Curiously, the feminist, the psychologist and the blogger were sure about one thing: the advertising is responsible for the anorexic girls, the boom of silicone prosthetics, the rapes in the poor communities and a significant part of the evil in the world.
According to them, we seduce people everyday and define the standards of beauty, fashion and behavior, forcing the audience to buy our stuff otherwise they will feel depressed or revolted because they can’t do it.
Wow. Goebbels wouldn’t do better.
It’s our fault. Not the decades of movies, soap operas, musicians and artists, culture and history who have designed the world’s standards as they are, good or bad.
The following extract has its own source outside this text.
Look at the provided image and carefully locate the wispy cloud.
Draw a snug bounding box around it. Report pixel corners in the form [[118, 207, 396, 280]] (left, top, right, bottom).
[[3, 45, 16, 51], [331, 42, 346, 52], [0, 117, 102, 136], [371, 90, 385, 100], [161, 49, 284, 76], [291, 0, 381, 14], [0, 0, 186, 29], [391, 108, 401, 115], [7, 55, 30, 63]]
This whole conspiracy theory was obviously easy to dismantle.
I answered: “No. It’s the women who use the media as an object. And men too.”
Not every human being, of course.
But advertising didn’t create Megan, Pamela or Marilyn – and I would be very proud of myself if I could create a creature like Megan Fox. God is getting better and better.
It’s exactly the opposite. People use the spotlights to build their characters and to sell their attributes. Just like the feminist, the psychologist and the blogger were doing right there, in broadcast television.
We, the ad guys, just use the celebrities that people love and buy as one way – not the only one – to make our client’s products known and relevant.
We don’t create the trend. Actually, most of the times, we just surf the hype after the wave is already formed.
The three left the show agreeing with some of my points, but also showing that they will never forgive me for a guilt that doesn’t belong to me.
Ok, that’s democracy, no surprise.
Except that I didn’t realize that some people not only dislike advertising.
They hate us.
- Fabio Seidl










I once watched a documentary in which they researched the “ideal female body” with a tribe of extremely remote Indians in South America. Interestingly, their version of what was attractive very closely mirrored Western culture. It’s really an issue of proportion. The things we find attractive are fairly universal. So if someone wants to blame advertising for the objectification of women, I would suggest that they blame the designer of the swastika for Nazism. Extreme? Perhaps. But real insight is really only found when you look deeper. Human nature is at the core of almost all motivations.